Brabus, the German aftermarket performance outfit notable for monster power Mercedes-Benz models, might not seem a likely place to find green vehicle technology; yet the company has teamed up with Protean Electric to produce a hybrid, based on the current Mercedes E-Class.
First seen at the Frankfurt Motor Show last year, the car made its North American debut at the SAE 2012 World Congress in Detroit this week. The Brabus Hybrid sports a 2.2-liter four-cylinder common rail turbo diesel engine and dual Protean motors that drive the rear wheels.
Each of these electric motors (which weigh 68 pounds) provides some 80 kilowatts (110 horsepower) and a whopping 590 pound-feet of torque.

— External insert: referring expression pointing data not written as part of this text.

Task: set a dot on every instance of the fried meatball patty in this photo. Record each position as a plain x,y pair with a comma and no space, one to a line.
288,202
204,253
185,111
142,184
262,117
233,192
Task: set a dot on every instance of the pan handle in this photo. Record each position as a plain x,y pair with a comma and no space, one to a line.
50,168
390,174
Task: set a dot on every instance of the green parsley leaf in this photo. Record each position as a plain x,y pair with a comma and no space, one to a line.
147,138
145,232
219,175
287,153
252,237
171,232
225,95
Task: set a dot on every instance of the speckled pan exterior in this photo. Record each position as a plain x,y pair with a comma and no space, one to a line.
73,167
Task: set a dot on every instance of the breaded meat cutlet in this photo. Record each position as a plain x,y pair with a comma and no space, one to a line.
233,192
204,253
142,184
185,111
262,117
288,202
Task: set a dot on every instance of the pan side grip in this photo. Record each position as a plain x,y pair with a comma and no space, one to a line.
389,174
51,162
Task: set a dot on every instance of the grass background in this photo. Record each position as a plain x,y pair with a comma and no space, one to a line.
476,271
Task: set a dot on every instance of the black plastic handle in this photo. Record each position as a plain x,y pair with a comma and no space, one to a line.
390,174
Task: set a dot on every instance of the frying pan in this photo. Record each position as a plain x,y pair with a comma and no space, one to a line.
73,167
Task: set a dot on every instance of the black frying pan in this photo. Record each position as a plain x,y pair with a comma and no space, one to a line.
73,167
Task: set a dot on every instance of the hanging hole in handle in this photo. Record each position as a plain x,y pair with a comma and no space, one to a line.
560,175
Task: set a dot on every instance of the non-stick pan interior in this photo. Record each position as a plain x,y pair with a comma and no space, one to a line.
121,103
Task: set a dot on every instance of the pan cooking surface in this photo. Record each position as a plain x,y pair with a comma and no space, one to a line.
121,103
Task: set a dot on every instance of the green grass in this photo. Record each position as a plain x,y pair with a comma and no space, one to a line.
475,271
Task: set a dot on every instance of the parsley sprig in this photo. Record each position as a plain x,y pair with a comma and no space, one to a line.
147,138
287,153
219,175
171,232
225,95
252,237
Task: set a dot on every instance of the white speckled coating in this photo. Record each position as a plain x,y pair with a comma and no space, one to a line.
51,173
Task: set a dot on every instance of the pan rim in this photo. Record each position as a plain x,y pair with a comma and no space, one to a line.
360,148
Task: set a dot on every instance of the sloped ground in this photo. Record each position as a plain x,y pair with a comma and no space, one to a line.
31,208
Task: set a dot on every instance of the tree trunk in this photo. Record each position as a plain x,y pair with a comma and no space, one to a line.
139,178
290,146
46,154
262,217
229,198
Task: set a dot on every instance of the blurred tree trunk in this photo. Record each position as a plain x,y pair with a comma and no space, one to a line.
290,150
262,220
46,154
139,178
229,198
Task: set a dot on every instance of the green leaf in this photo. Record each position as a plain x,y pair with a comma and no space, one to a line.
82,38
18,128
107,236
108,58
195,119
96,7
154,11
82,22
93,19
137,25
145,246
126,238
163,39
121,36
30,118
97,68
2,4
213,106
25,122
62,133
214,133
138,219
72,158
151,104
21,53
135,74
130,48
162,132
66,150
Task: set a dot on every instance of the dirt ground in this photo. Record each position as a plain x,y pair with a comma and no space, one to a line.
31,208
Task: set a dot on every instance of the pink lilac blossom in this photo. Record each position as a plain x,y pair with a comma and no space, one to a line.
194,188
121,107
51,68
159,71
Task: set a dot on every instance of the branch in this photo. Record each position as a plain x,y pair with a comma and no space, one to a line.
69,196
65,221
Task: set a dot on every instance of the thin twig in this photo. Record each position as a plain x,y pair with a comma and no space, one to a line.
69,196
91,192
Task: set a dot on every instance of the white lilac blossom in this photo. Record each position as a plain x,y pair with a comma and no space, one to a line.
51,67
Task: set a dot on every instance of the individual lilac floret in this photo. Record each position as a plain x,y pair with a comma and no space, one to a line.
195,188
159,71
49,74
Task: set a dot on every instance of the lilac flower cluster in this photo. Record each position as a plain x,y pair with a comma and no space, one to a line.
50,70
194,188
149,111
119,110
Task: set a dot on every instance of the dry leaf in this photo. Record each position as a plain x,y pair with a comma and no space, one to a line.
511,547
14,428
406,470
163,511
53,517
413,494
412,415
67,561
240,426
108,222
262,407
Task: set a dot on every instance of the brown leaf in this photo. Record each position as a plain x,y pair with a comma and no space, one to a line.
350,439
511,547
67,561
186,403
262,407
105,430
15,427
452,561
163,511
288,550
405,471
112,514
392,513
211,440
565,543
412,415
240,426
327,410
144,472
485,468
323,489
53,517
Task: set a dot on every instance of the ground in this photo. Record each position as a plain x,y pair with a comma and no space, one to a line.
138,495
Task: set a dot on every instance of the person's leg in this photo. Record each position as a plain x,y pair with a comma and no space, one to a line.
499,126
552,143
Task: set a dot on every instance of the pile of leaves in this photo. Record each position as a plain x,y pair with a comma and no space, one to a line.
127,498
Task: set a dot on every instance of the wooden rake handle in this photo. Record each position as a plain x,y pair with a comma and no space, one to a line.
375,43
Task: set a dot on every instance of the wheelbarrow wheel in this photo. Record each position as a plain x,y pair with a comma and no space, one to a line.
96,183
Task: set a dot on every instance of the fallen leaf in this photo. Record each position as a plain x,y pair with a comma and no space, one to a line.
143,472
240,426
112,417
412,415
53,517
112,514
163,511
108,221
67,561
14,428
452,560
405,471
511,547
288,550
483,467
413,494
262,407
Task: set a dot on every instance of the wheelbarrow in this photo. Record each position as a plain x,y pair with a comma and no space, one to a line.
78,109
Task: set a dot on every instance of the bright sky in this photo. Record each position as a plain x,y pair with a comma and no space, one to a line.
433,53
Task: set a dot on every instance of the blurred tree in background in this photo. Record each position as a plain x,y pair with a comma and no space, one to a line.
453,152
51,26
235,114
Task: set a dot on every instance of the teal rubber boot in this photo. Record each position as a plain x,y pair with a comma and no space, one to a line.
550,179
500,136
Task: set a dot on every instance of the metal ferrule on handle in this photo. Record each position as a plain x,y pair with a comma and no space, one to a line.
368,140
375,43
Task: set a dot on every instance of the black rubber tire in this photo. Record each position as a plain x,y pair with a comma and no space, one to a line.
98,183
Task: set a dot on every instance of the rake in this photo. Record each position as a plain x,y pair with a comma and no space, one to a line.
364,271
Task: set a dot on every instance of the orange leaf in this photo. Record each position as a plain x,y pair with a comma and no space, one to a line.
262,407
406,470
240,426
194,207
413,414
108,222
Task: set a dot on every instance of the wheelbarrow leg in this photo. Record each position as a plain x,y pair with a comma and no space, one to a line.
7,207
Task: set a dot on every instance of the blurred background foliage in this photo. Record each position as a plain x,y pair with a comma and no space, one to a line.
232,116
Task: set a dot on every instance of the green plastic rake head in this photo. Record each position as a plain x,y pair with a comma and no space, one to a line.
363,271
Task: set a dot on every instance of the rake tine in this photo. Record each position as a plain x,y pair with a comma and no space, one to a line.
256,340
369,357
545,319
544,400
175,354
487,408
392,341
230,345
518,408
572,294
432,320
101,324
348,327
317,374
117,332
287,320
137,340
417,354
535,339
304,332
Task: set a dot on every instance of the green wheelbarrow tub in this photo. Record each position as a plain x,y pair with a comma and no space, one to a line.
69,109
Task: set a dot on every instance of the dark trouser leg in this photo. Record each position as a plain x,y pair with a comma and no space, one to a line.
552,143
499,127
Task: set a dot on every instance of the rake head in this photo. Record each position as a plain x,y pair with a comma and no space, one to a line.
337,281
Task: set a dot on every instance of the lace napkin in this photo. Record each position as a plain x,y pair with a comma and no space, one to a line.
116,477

According to Brabus, this enables 0-62 mph acceleration times of 7.4 seconds and the car can dash from 37 to 75 mph in 5.6 seconds.

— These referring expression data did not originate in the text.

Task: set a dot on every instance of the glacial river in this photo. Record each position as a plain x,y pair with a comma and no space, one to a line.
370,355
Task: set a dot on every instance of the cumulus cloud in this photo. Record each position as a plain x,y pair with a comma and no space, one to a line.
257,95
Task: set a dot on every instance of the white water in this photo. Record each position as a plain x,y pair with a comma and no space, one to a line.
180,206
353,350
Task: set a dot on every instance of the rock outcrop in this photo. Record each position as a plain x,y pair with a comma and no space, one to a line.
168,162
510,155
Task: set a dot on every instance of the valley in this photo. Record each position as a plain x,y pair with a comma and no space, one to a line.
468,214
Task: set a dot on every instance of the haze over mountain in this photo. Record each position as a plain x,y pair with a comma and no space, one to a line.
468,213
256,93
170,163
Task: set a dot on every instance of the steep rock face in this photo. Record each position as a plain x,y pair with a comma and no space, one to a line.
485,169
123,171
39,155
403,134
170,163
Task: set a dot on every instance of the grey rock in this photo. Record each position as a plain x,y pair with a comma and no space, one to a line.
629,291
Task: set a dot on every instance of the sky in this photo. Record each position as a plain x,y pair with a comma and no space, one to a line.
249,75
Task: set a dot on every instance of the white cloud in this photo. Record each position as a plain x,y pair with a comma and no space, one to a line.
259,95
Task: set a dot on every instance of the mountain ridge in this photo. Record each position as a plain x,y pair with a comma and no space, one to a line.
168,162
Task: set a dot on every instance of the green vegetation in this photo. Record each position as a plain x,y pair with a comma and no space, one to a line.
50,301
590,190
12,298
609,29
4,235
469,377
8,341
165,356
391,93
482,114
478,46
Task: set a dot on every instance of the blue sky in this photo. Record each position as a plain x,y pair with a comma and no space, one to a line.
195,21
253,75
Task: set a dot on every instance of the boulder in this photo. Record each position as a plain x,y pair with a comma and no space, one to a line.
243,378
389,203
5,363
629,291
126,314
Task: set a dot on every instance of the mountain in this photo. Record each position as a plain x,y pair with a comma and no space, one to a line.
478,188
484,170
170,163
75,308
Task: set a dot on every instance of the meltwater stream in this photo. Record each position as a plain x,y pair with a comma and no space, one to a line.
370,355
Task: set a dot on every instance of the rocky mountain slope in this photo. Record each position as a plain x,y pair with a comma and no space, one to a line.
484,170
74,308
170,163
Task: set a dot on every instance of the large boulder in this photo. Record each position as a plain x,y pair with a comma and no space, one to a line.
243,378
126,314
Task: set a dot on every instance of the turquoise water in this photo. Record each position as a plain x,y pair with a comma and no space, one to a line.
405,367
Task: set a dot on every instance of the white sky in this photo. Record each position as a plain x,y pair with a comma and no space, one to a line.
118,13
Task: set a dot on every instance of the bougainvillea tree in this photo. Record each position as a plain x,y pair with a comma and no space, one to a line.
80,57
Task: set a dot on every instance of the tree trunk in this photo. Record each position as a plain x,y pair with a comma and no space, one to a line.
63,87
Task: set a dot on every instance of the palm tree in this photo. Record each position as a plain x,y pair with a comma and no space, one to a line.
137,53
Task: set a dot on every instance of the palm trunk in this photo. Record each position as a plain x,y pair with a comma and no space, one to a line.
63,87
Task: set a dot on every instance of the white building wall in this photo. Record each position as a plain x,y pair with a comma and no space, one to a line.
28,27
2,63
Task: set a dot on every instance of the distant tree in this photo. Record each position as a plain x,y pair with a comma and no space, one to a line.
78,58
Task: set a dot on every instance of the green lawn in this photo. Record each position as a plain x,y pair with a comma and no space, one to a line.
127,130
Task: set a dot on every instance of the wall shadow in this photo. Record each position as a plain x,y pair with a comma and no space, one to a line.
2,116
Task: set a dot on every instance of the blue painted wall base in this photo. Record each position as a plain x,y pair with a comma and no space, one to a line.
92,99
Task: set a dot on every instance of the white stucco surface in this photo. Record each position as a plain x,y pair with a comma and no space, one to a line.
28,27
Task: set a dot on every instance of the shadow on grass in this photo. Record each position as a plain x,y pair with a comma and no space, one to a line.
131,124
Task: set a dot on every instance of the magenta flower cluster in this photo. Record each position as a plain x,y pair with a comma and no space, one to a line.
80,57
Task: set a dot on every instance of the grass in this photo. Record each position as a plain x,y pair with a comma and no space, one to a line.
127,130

Additionally, Protean says that by utilizing a plug-in hybrid version, fuel economy can be improved by up to 30 percent.
During a press conference at the World Congress, Protean Chairman Bob Purcell, also announced that the company has formed a number of strategic alliances, with auto industry aftermarket companies such as AB Mikroelecktronik, Alcon, FEV, Mahle and Trelleborg Sealing Solutions to help spur the introduction of its electric wheel motors for mass market consumption.
Due to a design that mounts the rotor outside of the stator, these motors are said to boast strong regenerative capability; some 85 percent of kinetic energy can reportedly be recovered under braking.
Furthermore, the electric motors are designed for use in both front and rear-wheel drive vehicle applications and can be adapted to existing internal combustion engine powered cars and trucks to turn them into hybrids. This makes them, in theory at least, a decidedly attractive and flexible solution.
And if there was ever an extreme example of showcasing the benefits of this technology, a Brabus Mercedes is likely it.